Tandis qu’on commémore les 80 ans de la libération de la Normandie et de Paris, Françoise évoque une page méconnue de l’histoire de la guerre : celle qui concerne les enfants nés de relations consenties entre des Françaises et des Allemands. 

Par Françoise Samson

Le 6 juin 2024, c’était les 80 ans du D-Day. Un hommage à la Libération par les alliés contre les Allemands. Mais la présence des Allemands sur le territoire français durant les quatre ans d’Occupation ne s’est pas évaporée le 6 juin 1944. Ce ne sont pas les milliers d’enfants nés en France d’un père allemand qui diront le contraire. Des milliers ? 4000 en Seine-Inférieure et 300’000 dans la France entière, selon les chiffres apportés par Dominique Samson, secrétaire de l’Amicale nationale des enfants de la guerre (ANEG). 

« Bien que les consignes allemandes aient condamné les relations non aryennes, qui pouvait interdire à un homme et une femme de s’aimer, même si l’homme était un ennemi ? » rappelle-t-il, en évoquant le quasi baby-boom que ces amours clandestines ont généré : 1 enfant sur 10. « Ces rapprochements entre Allemands et Françaises étaient quasiment inévitables, car les Allemands étaient partout et contrôlaient tout. 

755 000 personnes dont des femmes étaient employées par les Allemands en France ».

Sans oublier que les soldats allemands étaient logés chez l’habitant, autrement dit chez des Français. 

Par ailleurs, beaucoup de Françaises ont souffert de solitude durant la guerre : les hommes étant souvent prisonniers en Allemagne. Pas étonnant que certaines, surtout des jeunes filles soient tombées amoureuses de l’occupant. 

Comme à l’époque la contraception n’existait pas, que l’avortement était passible de la peine de mort, et que la loi sur l’accouchement sous X était possible depuis 1941, les grossesses « indésirables » ont été menées à terme. 

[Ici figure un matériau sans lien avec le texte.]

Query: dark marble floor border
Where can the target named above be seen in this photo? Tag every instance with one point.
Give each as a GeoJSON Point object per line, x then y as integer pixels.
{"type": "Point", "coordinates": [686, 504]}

Les enfants nés de ces couples mixtes n’ont pas été bien accueillis. Certains ont utilisé pour les désigner l’expression « les enfants de boches », (titre d’un documentaire de Christophe Weber et Olivier Truc, datant de 2003) ou « les enfants maudits » (titre du livre de Jean Paul Picaper et de Ludwig Norz, paru en 2004). Ces derniers ont recueilli le témoignage de plusieurs d’entre eux, ayant cherché leur père après la guerre. En recourant aux services d’information des Archives de la Wehrmacht à Berlin, la WAST, certains ont trouvé leur famille allemande. En 2005, l’idée de créer une Amicale a été lancée à la fin de cette visite. La première réunion s’est tenue à La Rochelle le 18 juin de cette même année. 

Marie-Cécile, documentaliste à la WAST est devenue l’aide et la confidente des « enfants maudits ». Ses recherches ont permis à plusieurs membres de l’Amicale de retrouver la trace de leur père et de fréquenter leur famille Outre-Rhin.

Dominique Samson est l’un des plus jeunes de cette bande car il est fils d’un prisonnier resté en France après 1944. C’est à 8 ans, qu’il a appris qu’il était fils d’un Allemand et que sa mère l’avait placé à la Dass, car elle s’était trouvée dans l’incapacité de l’élever. Il a été recueilli par une gentille famille d’accueil à l’âge de18 mois. 

Il a intégré l’Amicale suite à un avis de recherche paru dans le journal local lancé par Janine, une enfant de la guerre. Il a lui aussi bénéficié de l’aide de Marie-Cécile de la WAST qui a réussi à localiser son oncle, jeune frère de son père Eric dont il porte le prénom en deuxième. Ils ont échangé courrier et photos puis plus rien. Il est certainement décédé.

L’ANEG organise régulièrement des rencontres régionales : réunions studieuses et festives dans une ambiance amicale et même familiale. Des assemblées générales se tiennent chaque année en France ou en Allemagne, permettant des retrouvailles sur 4 jours.

En 2006, la première AG a eu lieu à Caen, une visite du Mémorial de la paix était au programme. 

En 2024, la 18e assemblée générale s’est tenue à Amboise. Pour les enfants de la guerre l’ANEG est une deuxième famille.      

Pour en savoir plus sur ces enfants, le livre de Laurent Guillet, recueil d’une quinzaine de témoignages illustrés de photos, des Fleurs sur les cailloux (éditions Laurent Guillet) est très instructif et passionnant.